Predictor, outcomes, & measurements: AKI was defined as a composite outcome of a 50% or greater decrease in postoperative glomerular filtration rate or requirement of dialysis (AKI-D). Mortality was defined as postoperative hospital mortality. We examined effects of the predictors AKI and year of surgery on mortality after accounting for preoperative risk factors and serious postoperative complications.

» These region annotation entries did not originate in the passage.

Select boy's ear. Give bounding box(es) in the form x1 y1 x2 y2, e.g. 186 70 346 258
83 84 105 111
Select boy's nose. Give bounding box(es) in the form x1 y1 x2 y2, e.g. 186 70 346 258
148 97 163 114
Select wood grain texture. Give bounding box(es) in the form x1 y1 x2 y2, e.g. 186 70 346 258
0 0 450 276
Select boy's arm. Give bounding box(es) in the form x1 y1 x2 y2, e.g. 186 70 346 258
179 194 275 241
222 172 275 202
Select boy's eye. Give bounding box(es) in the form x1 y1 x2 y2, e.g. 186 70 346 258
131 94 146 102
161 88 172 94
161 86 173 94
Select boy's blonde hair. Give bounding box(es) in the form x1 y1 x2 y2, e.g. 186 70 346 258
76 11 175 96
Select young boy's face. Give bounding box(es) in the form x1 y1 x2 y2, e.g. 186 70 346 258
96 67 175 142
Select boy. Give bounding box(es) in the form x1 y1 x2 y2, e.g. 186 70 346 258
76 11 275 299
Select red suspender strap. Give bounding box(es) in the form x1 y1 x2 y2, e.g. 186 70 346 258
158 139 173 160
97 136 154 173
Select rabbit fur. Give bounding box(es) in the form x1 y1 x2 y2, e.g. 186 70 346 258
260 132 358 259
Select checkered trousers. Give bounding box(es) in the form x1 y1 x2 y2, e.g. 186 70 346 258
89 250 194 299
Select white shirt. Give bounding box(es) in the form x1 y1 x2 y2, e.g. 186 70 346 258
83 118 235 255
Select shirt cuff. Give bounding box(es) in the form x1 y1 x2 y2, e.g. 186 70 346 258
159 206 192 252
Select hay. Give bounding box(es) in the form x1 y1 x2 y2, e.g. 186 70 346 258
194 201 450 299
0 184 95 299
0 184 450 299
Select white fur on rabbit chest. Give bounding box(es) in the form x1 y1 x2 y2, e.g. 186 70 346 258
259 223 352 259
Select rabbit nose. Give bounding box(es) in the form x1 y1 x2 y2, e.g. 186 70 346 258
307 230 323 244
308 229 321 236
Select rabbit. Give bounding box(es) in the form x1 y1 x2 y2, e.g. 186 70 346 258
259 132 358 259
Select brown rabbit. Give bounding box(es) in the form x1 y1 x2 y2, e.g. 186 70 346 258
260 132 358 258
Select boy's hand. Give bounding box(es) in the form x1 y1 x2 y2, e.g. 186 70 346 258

Results: Between the first and second halves of the study period (1993 to 2002), the incidence of AKI increased from 5.1% to 6.6%, but the associated mortality rate decreased from 32% to 23% (P < 0.0001). Similarly, the incidence of AKI-D also increased from 1.5% to 2.0%, with a decrease in associated mortality from 61% to 49% (P < 0.01). In a risk-adjusted model, mortality in patients with AKI significantly decreased over time. Patients with AKI-D and with other organ system failures did not show improvement in survival over time. A preoperative history of congestive heart failure was associated significantly with a decrease in mortality risk over time, particularly in patients requiring dialysis.
Limitations: Single-center, retrospective, observational cohort design.
Conclusion: The incidence of AKI after cardiac surgery has increased over time. Although the adjusted risk of mortality decreased in patients with AKI without other postoperative complications, it is unchanged in those with multiorgan system failure.